Although those numbers might seem substantial, the data in the report covers a 14-month period between September 2014 and November 2015 during which Google tested its self-driving cars in autonomous mode for more than 1.3 million miles. Close to 425,000 of those miles were on public roads in California.
Google classifies autonomous vehicle disengagements into two categories. The first is what the company called “immediate manual control” disengagements, when the software detects a failure or potential failure in the autonomous technology, like a broken wire, a communication glitch or sensor reading anomaly. In these instances, the car automatically turns control over to the human driver.
The second category of disengagement in Google’s book is when the driver proactively takes manual control of the vehicle because of doubts over its ability to safely navigate a particular situation in autonomous mode.
According to Google, disengagement rates on its autonomous vehicles dropped sharply as the tests progressed. The number of immediate manual control disengagements, for instance, dropped from 785 miles per disengagement in the fourth quarter of 2014 to 5,318 miles per disengagement last November.
Google, like other companies that want to test autonomous vehicles in California, is required to provide an annual “disengagement report” to the government detailing the number of times its vehicles had to disengage or be disengaged from autonomous mode for safety reasons.
In addition to Google, six other manufactures were required to submit similar reports by Jan. 1, 2016. They include Mercedes Benz, Tesla Motors, Bosch, Nissan and Volkswagen/Audi. Four other manufacturers—Honda, Ford, BMW and Cruise Automation—were authorized to test autonomous vehicles in the state last year, and their disengagement reports will be due next January.
Google’s autonomous vehicle safety record tends to draw more attention than that of others by virtue of the fact that the company is one of the most active in this space. But a comparison of Google’s numbers with that of the others suggests that Google’s autonomous vehicles may have performed relatively better than some of the others, especially when the total number of miles driven is taken into account.
Mercedes Benz, for instance, reported a total of 496 manual disengagements and 471 automatic disengagements on just one of the vehicles it tested over a distance of about 1,300 miles in autonomous mode.
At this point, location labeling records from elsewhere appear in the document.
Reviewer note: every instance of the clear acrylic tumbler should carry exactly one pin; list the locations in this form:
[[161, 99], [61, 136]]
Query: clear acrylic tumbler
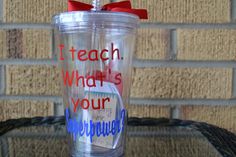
[[95, 51]]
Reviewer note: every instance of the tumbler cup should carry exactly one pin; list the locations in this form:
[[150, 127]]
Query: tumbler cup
[[95, 50]]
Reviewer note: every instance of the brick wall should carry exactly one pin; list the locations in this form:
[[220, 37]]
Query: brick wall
[[187, 48]]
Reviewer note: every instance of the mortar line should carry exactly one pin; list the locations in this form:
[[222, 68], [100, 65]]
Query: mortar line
[[1, 11], [233, 11], [137, 63], [28, 62], [143, 25], [234, 83], [175, 112], [58, 108], [185, 64], [135, 101], [180, 102], [189, 25], [173, 45], [25, 26], [2, 80]]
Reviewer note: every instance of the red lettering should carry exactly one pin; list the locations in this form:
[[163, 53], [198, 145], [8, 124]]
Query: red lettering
[[83, 104], [102, 54], [103, 102], [93, 106], [113, 51], [75, 103], [72, 50], [89, 80], [93, 53], [118, 79], [82, 53], [67, 78], [78, 77], [61, 46]]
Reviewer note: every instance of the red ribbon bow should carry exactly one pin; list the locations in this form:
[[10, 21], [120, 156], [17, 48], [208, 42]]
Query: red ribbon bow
[[123, 6]]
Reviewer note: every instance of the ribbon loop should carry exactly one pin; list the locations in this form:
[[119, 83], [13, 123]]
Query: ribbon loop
[[123, 6]]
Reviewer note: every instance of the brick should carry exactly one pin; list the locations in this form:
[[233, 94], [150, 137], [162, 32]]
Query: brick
[[186, 11], [25, 108], [148, 111], [182, 83], [153, 43], [206, 44], [37, 43], [222, 116], [3, 51], [14, 43], [26, 43], [32, 80], [33, 11]]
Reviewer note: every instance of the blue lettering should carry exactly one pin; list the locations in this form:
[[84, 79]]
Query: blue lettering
[[91, 129]]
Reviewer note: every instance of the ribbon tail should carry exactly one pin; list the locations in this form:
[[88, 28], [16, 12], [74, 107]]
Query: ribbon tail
[[78, 6], [141, 13], [122, 4]]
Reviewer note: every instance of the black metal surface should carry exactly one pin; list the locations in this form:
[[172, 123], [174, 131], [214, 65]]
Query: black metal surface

Another vehicle it tested experienced a total of 67 disengagements in 400 miles of testing.
Nissan similarly reported a total of 106 disengagements involving four cars that were tested in autonomous mode for a total of about 1,485 miles.
Meanwhile, Tesla claimed that its vehicles did not have to disengage from autonomous mode a single time after it began testing autonomous vehicle technology, but it did not offer any details on how many vehicles were tested or for how many miles.